İstanbul (AA)- Müstakil Sanayici ve İşadamları Derneği (MÜSİAD), enflasyondaki iki üç puanlık sapma veya bir miktar sermaye çıkışının, "Türkiye için bir kriz belirtisi ve nedeni olamayacağını" bildirdi.
MÜSİAD, ekonominin güçlendirilmesi için çözüm önerilerini içeren "2006 Yılı Ekonomik Görünüm Raporu"nu, düzenlediği toplantıyla kamuoyuna duyurdu. Rapor, MÜSİAD Başkanı Ömer Bolat tarafından açıklandı.
Raporda, yaşanmakta olan ekonomik sıkıntıların başında, uygulamadaki programın öncelik sıralamasındaki "miyopik" bakışın büyük etkisi olduğu belirtilerek, "Verimliliğe ve yerli katma değere dayalı üretim ekonomisi ikame edilmeden, cari açık, işsizlik ve enflasyon sorununun kalıcı olarak çözümü imkansızdır" denildi.
Piyasalarda son zamanlarda yaşanan dalgalanmanın da yorumlandığı raporda, ekonomideki yapısal dönüşümün henüz tamamlanmamış olması ve küresel dalgalanma nedeniyle gerçekleşen dalgalanmanın sürpriz olmadığı vurgulanarak, bunun uzun vadeli duruş, değerlendirme ve beklentileri revize etmeyi gerektiren bir nitelikte olmadığının altı çizildi.
Raporda, Türkiye için altın kuralın, istikrar ve büyüme sürecinin devam ettirilmesi ve güçlendirilmesi olduğu belirtilerek, şu görüşlere yer verildi: "2006 yılının ilk yarısına doğru birtakım sıkıntılar baş göstermiş, bunların bir kısmı küresel piyasalarla ilgili hareketlenmelerdir.

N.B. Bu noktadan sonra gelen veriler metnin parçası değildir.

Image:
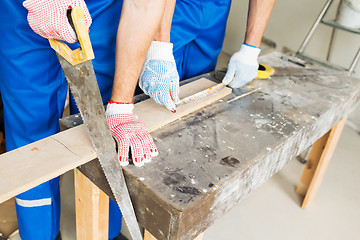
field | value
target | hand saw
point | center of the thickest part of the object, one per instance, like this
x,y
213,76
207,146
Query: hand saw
x,y
81,78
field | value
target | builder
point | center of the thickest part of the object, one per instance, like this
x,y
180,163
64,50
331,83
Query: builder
x,y
34,89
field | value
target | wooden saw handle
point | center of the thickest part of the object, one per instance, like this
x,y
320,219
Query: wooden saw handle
x,y
85,52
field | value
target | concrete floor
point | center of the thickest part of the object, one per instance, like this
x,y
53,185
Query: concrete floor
x,y
273,210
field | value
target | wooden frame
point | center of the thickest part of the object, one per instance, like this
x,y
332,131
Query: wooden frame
x,y
317,163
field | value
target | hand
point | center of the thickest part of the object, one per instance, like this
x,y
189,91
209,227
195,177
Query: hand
x,y
49,19
243,66
159,77
129,131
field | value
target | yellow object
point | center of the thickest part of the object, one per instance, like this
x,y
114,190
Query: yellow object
x,y
85,52
264,71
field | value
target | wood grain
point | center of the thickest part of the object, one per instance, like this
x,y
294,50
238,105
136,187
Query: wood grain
x,y
156,116
91,204
38,162
318,162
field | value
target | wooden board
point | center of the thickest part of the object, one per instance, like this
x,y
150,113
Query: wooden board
x,y
92,207
318,161
156,116
33,164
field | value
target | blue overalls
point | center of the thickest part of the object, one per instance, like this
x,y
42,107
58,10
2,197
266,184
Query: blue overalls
x,y
33,90
197,32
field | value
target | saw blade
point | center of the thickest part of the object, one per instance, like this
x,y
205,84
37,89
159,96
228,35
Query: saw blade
x,y
82,81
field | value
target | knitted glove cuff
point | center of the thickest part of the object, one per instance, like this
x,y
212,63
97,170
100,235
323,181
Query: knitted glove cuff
x,y
249,53
115,108
161,51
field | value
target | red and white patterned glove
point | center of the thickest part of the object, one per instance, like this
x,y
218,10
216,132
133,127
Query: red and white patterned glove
x,y
129,131
48,18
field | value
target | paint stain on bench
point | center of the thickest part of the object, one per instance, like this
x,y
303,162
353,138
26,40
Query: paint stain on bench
x,y
229,161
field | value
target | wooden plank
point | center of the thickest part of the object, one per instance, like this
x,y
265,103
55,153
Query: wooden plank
x,y
311,164
148,236
57,154
38,162
315,168
145,110
92,207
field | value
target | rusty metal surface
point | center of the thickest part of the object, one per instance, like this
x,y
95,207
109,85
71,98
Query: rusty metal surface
x,y
82,82
212,159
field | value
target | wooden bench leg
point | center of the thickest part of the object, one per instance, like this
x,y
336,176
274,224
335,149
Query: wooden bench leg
x,y
148,236
92,210
317,163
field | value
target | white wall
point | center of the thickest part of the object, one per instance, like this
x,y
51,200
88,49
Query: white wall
x,y
288,25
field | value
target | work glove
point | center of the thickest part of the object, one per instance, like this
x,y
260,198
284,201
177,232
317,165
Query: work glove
x,y
48,18
159,77
129,131
243,66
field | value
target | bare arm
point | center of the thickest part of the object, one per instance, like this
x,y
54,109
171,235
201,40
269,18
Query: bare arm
x,y
258,16
140,21
163,34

Türkiye ekonomisi ise bu tür hareketlere fazlasıyla hazırlıklıdır. Enflasyondaki iki üç puanlık sapma veya bir miktar sermaye çıkışı, Türkiye için bir kriz belirtisi ve nedeni olamaz. Kurda yaşananlar ise tamamen Türkiye'nin lehine olan bir düzeltme hareketi olarak, idare edilebilir niteliktedir. Bütün bunlara rağmen, sürecin tabii rotasından saptırılması da mümkündür. Bu durumda normal şartlar altında, basit bir kur düzeltmesini ifade eden kısmi sermaye çıkışı, bir sermaye kaçışına dönüştürülebilir, basit bir enlasyon sapması bütün beklentilerin kötüleşmesi sonucunda bir enflasyon histerisine dönüşebilir ve neticede toplumda dalga dalga bir 'dibe doğru yarış' zuhur edebilir. Bunlar, vatansever insanların başvuracağı davranışlar değildir."